Mückenexperte Burmeister findet das ohnehin nicht sinnvoll. „Mücken haben einen festen Platz im Ökosystem“, sagt er. Sie sind Nahrungsgrundlage für Vögel, Insekten und Amphibien und sie filtrieren das Wasser, in dem sie aufwachsen. „Die Tiere sind die besten Naturschützer“, so Burmeister weiter. „Wo sie sind, geht der Mensch nicht hin. Das ist eigentlich eine gute Sache.“ Wie es jetzt weiter geht mit der Mückenplage, das hängt vom Wetter ab. Bleibt es heiß und trocken, werden die meisten von ihnen in fünf Wochen verendet sein. Wird es nass und schwül, werden sie sich länger halten.
Sollte aber ein neues Hochwasser kommen, schlüpfen wieder Millionen von kleinen Hochwassermücken.
Was hilft wirklich gegen Mücken?
Philipp Rödel ist Pharmazeutn der St. Anna Apotheke. Viel los ist hier oft, aber derzeit wollen besonders viele Mückensprays.

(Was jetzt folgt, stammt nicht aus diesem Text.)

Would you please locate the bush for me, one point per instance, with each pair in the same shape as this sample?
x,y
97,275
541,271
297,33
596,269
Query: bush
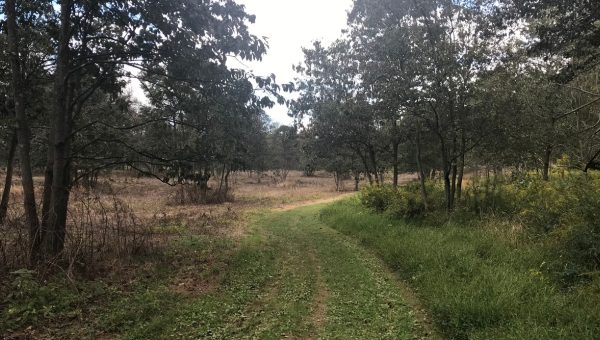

Doch vorsicht: Auf den ein oder anderen Wirkstoff kann man allergisch reagieren. Generell gilt: Nie mehr als 20 Prozent der Haut mit Mückenspray einreiben, ausreichend Zeit zwischen Sonnen- und Mückenspray lassen und bei eng anliegender Kleidung auch darunter einreiben.
- Diethyltoluamid (DEET) (z.B in Antibrumm forte, Azaron before, Exopic, Pellit) Der künstliche Wirkstoff hält Mücken zuverlässig fern, kann aber Kunststoffe angreifen – zum Beispiel Armbanduhren. Auch Schwangere sollten damit aufpassen, da DEET allergische Nebenwirkungen auslösen kann.
- Icaridin (z.B. in Autan Active, Autan Family) Dieser Wirkstoff ist recht hautverträglich, und hinterlässt keine Rückstände auf Kunststoffen oder Kleidung. Icaridin ist künstlich hergestellt. Sehr wirksam.
- Permethrin (z.B. in No Bite) Permethrin ist ein Insektizid und wird nicht auf die Haut, sondern auf die Kleidung aufgetragen. Unbedingt Kontakt zu Haut und Augen vermeiden! Bei eng anliegender Kleidung aber sehr praktisch, da die Mücken sonst durch den Stoff durch beißen.
- P-Menthan ( z.B. in Anti Brumm) Dieser Wirkstoff ist natürlich und wird aus einer Eukalyptuspflanze gewonnen. Im Vergleich zu den künstlichen Wirkstoffen ist er weniger wirksam, aber auch keine Chemie-Bombe.
- Etherische Öle (z.B. Contra Mück, Djungel Deo) Die pflanzlichen Öle sind nicht unbedenklich. Vor allem bei Sonne können sie sehr hautreizend sein. Außerdem ziehen sie schnell in die Haut ein und schützen nur sehr kurz. So verlockend es auch ist, mit einem etherischen Öl die Plagegeister fern zu halten, es gibt bessere Lösungen.